Wholesale company owners who plan to sell their enterprise to an outside, third-party must take a hybrid approach in their strategic exit plan. In combination with mapping the value of the entity, or benchmarking, an owner must ascertain other aspects of the business that differentiate it from the pool of existing participants.

Many entities within the wholesale industry are acquired to expand product diversity and regional market areas. Typically, closely-held wholesale entities have slim profit margins and therefore to attract outside buyers the intangible value must be enhanced and maintained. As with the other industries, the intangible value drivers for wholesalers are dependent on a basic set of factors.

  • Clientele, repeat clientele and diversity: Who is it comprised of (government, commercial, residential) and is it transferable? Repeat clientele are essential value drivers and a high volume of referred clientele signals efficient operations management and a core position within the community and industry at large. A diverse base enhances intangible value.

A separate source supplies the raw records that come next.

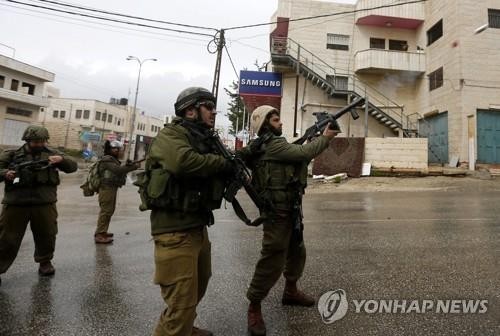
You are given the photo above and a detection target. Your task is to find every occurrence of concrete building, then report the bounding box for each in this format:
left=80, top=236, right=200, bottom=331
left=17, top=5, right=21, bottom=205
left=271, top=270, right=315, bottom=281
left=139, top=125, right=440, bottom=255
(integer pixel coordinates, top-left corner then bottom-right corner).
left=269, top=0, right=500, bottom=165
left=0, top=54, right=54, bottom=146
left=40, top=98, right=164, bottom=159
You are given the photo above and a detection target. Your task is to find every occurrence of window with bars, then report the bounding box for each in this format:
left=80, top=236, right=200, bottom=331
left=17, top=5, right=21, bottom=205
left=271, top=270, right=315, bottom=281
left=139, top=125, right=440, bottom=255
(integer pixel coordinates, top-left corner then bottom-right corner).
left=7, top=107, right=32, bottom=117
left=326, top=75, right=349, bottom=91
left=83, top=110, right=90, bottom=119
left=489, top=9, right=500, bottom=28
left=0, top=75, right=5, bottom=89
left=102, top=112, right=107, bottom=122
left=53, top=110, right=59, bottom=118
left=108, top=114, right=113, bottom=123
left=60, top=110, right=66, bottom=119
left=75, top=110, right=82, bottom=119
left=427, top=19, right=443, bottom=46
left=95, top=111, right=101, bottom=120
left=370, top=38, right=385, bottom=49
left=327, top=34, right=349, bottom=51
left=428, top=67, right=444, bottom=91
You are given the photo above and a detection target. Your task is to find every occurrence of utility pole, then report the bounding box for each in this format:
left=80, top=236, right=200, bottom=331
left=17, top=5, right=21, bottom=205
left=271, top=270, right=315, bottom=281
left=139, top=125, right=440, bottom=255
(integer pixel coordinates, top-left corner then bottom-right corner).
left=211, top=29, right=225, bottom=103
left=64, top=104, right=73, bottom=149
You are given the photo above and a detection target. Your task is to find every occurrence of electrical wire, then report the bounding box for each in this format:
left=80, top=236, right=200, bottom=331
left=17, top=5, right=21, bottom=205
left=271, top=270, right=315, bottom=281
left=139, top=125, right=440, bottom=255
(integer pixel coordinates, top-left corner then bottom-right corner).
left=224, top=0, right=427, bottom=30
left=3, top=0, right=216, bottom=37
left=30, top=0, right=218, bottom=31
left=224, top=44, right=240, bottom=80
left=0, top=3, right=213, bottom=46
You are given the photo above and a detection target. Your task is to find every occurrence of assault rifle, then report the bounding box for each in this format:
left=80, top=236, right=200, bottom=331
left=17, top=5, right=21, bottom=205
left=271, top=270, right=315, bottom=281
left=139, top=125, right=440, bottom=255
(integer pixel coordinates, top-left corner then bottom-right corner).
left=8, top=159, right=52, bottom=184
left=209, top=130, right=266, bottom=227
left=293, top=97, right=366, bottom=145
left=126, top=158, right=146, bottom=166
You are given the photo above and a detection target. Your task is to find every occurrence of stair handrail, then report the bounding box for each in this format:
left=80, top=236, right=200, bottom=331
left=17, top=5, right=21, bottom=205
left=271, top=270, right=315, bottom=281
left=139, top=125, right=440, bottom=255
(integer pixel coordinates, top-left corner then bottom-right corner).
left=272, top=37, right=415, bottom=131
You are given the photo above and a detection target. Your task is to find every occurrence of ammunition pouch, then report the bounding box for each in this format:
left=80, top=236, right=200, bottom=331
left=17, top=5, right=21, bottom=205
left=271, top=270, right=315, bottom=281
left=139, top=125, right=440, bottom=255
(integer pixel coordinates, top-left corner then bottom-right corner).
left=136, top=168, right=225, bottom=212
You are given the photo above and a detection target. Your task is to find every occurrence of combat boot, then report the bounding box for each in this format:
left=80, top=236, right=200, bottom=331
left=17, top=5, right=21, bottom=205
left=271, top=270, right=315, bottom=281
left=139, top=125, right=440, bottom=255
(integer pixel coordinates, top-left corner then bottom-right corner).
left=282, top=280, right=315, bottom=307
left=38, top=261, right=55, bottom=276
left=191, top=326, right=213, bottom=336
left=95, top=233, right=113, bottom=244
left=248, top=302, right=266, bottom=336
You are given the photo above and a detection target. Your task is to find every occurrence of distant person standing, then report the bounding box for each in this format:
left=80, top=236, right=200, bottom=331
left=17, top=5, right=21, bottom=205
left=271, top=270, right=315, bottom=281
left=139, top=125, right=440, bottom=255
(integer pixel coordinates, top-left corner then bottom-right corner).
left=0, top=126, right=77, bottom=285
left=94, top=140, right=139, bottom=244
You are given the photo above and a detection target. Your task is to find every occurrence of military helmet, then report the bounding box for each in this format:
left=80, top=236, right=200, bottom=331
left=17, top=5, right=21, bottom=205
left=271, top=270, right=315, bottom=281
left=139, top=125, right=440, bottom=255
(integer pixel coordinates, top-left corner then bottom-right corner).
left=174, top=87, right=216, bottom=116
left=109, top=140, right=123, bottom=148
left=22, top=125, right=50, bottom=141
left=250, top=105, right=278, bottom=135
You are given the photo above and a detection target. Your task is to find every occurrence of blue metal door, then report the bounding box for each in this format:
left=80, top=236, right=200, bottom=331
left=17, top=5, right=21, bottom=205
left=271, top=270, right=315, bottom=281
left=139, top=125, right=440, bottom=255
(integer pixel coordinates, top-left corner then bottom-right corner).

  • Competition: Are products priced competitively? How does the company offer competitive prices and still maintain high-quality, timely wholesale services?
  • Contracts: Do they exist and are they transferable to an unrelated new owner?
  • Diversity of products: A diverse product base alleviates dependence on a product, for example, with profits dependent on the health of the economy (regional or national) or industry trends and existing technology.
  • EPA, EEOC and workers’ compensation claims: Has the company experienced any significant litigious claims/issues?
  • Longevity in industry: How long has the company been in operation and is the name well- respected and recognized in the industry?
  • Marketing and sales techniques: How are new contracts generated and how are existing contracts renewed?
  • Method of delivery: How are products delivered, shipped and how effective is management at overseeing the efficiency and cost-effectiveness?
  • Union affiliated: In some regions and industry sub-categories, union affiliation drives value down.
  • Working capital: Does the company maintain a sufficient ratio of sales to working capital? Sufficient working capital implies effective operations management and an adequate turnover of receivables and inventory. Inventory must also be maintained at levels of profitability and consumer /seasonal demand.